Essere liberali non significa avere coscienze sopite. Non significa restare immobili mentre il dolore dilaga, né ridurre la libertà a un privilegio da difendere solo quando riguarda noi. Essere liberali vuol dire tenere viva la capacità di indignarsi, di sentire, di reagire.

Vuol dire riconoscere che i diritti fondamentali dell’uomo non appartengono a un popolo soltanto, ma sono universali e inviolabili. La difesa di quei diritti non è prerogativa di una bandiera politica piuttosto che di un’altra. Di fronte all’orrore di Gaza e della Palestina, come a quello delle tante altre terre ferite, non possiamo concederci il lusso dell’indifferenza. Un liberale autentico sa che la responsabilità non si esaurisce nell’amministrare il proprio presente. Significa sentirsi parte della vita degli altri, non lasciare che la sofferenza di un popolo resti confinata dietro le frontiere della nostra coscienza.

Da imprenditrice ho imparato che responsabilità non è soltanto rispondere di ciò che facciamo. È comprendere che ogni decisione porta con sé conseguenze che ricadono sugli altri. È accettare che il nostro operare non si limita al perimetro delle nostre scelte individuali, ma tocca comunità, famiglie, persone. La responsabilità vera, quella che ci interpella come cittadini e come donne e uomini liberi, è guardare le immagini del dolore e chiedersi prima di tutto: “Perché accade?”. Solo dopo, semmai, sospirare perché fortunatamente non è successo a noi. Questo è il passaggio che distingue la coscienza vigile dalla coscienza sopita, la democrazia viva dall’indifferenza.

La responsabilità non si ferma ai confini del nostro Paese: ci chiama a sentirci corresponsabili di ciò che accade nel mondo, anche quando non ci tocca direttamente. Corresponsabilità: una parola grande che spaventa, ma che restituisce il senso del nostro tempo. Un tempo in cui le crisi non hanno più confini. In cui le guerre non restano lontane. In cui la sofferenza di un popolo si riflette inevitabilmente sulla coscienza collettiva di tutti. Gaza è oggi il nome più evidente di questa corresponsabilità. Non serve essere esperti di geopolitica per capire che lì si consuma una tragedia umana di proporzioni inaccettabili.

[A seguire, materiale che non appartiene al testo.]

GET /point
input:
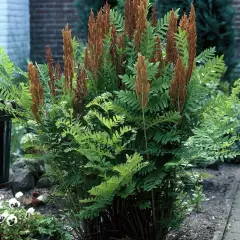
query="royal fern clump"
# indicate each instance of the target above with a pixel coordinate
(120, 127)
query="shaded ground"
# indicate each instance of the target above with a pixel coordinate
(210, 222)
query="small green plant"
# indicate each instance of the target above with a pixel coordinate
(120, 126)
(18, 223)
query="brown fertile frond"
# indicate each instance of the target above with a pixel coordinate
(114, 39)
(141, 24)
(80, 91)
(142, 85)
(49, 60)
(171, 47)
(68, 58)
(192, 43)
(154, 15)
(178, 86)
(158, 57)
(131, 16)
(58, 71)
(81, 88)
(184, 22)
(36, 90)
(97, 30)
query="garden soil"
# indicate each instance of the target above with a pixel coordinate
(206, 224)
(211, 221)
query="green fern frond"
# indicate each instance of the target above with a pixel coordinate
(206, 55)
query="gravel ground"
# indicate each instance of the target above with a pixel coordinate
(214, 213)
(218, 189)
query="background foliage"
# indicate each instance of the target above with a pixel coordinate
(215, 20)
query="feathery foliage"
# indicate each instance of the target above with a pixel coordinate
(120, 138)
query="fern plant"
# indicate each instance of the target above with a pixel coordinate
(120, 126)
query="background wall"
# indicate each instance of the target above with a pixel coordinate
(15, 30)
(48, 18)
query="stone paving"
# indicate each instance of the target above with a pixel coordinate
(233, 228)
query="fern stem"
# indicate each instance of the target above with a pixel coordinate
(146, 145)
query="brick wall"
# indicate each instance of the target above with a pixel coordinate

Dietro ogni maceria c’è una vita spezzata, un futuro cancellato, un diritto negato. Un liberale non accetta che queste vite vengano trattate come “danni collaterali”. Non accetta che la ragion di Stato, le logiche di potere o la forza delle armi possano oscurare ciò che resta il fondamento di ogni ordine civile: la dignità della persona. Nessuna giustificazione politica, religiosa o economica può cancellare un diritto. Solo quando un diritto entra in conflitto con un altro, altrettanto fondamentale, è necessario bilanciare e decidere.

Gaza, come ogni luogo di guerra e oppressione, ci obbliga a prendere posizione. Essere liberali significa opporsi al cinismo che riduce i drammi a numeri. Significa dire che non ci sono vite sacrificabili. La neutralità non è consentita alle coscienze. La politica ha il dovere di andare oltre le parole di circostanza. L’Europa, l’Italia, le democrazie devono assumersi la responsabilità di agire, non solo di osservare. La pace non può essere rimandata o delegata. Gaza ci ricorda che la libertà degli individui si difende ogni giorno attraverso un esercizio di coscienza collettiva. E ci ricorda che la politica, se vuole essere all’altezza del suo nome, deve farsi carico di questo comune sentire trasformandolo in impegno. Perché essere liberali non significa avere coscienze tiepide. Significa considerare inaccettabile qualunque ingiustizia in qualunque parte del mondo, verso chiunque.